According to Commissioner Margrethe Vestager of the European Commission, “It is good for consumers, good for business and good for innovation and growth in Europe. As cards are the most widely used means of online payment, this Regulation is also an important building block to complete the European Digital Single Market.”

Many interested parties doubt the validity of that statement however, citing examples in other countries such as the U.S. where, in response to caps introduced on debit card transactions, none of the merchants’ savings were passed on to the consumer and, what’s worse, consumers actually ended up spending more because issuing banks cancelled debit card incentive programs and increased usage fees to make up for the lost revenues.

Now it seems that the worst predictions are coming true. Before the ruling, the European Commission estimated a saving of EUR 6 billion annually for consumers resulting from the reduction of hidden fees.
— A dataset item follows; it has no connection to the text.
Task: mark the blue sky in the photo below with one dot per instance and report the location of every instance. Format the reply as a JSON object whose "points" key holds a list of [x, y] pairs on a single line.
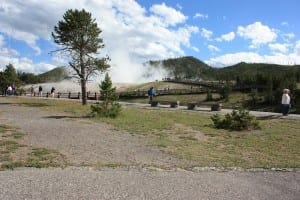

However, on May 26th, MoneyFacts reported a loss of EUR 3.36 billion for card issuers as a result of the rule change, which is now being passed on to the consumer – a difference of over EUR 9 billion!

ApplePay and Emerging Payments Technologies

The consequences don’t end there. The new rules limit the amount of revenue a bank can receive from a card transaction, and therefore limit the bank’s freedom to partner with other financial organisations and providers of emerging payment technologies such as mPOS, since there’s simply not enough money to go around.

For example, ApplePay launched as a U.S.-only service on October 20, 2014, and international expansion was expected by April 2015. So what is holding up ApplePay’s launch in Europe? It all comes down to money and who gets a share of the revenue from the card payment (the interchange fee).

In the US, Apple’s cut is between 0.15% and 0.25% of this revenue. The difference is that in Europe, the total revenue from a card payment is now capped, so the banks are less willing to share their slimmer profit margins with payment technology providers such as ApplePay.

Apple also has less incentive to take the deal, since 0.25% of a 0.3% interchange fee is not much of a profit. Compare this to the interchange fee in neighbouring Canada, which was set to 1.5% by Visa and MasterCard in April, five times that of the EU, and you can see why Europe is looking a lot less attractive for the emerging payments industry.

The Consequences

  • Banks’ revenue from interchange fee is vastly reduced.
  • Consumers pay more as banks increase their account fees and interest rates to make up for the lost revenue.
  • Emerging payment technology providers lose revenue as banks have less incentive to support them.

What is clear is that the regulations have disrupted the revenue streams of financial institutions. What isn’t is how this reduction in revenue will affect the state of business and innovation across Europe. As long as banks are in control of the payments space and act as the gatekeepers for new, innovative payment technologies, emerging competitors operating at a high level of efficiency and productivity will have to seek out markets that are able to accommodate them. At this time, it’s looking like Europe is not one of those markets.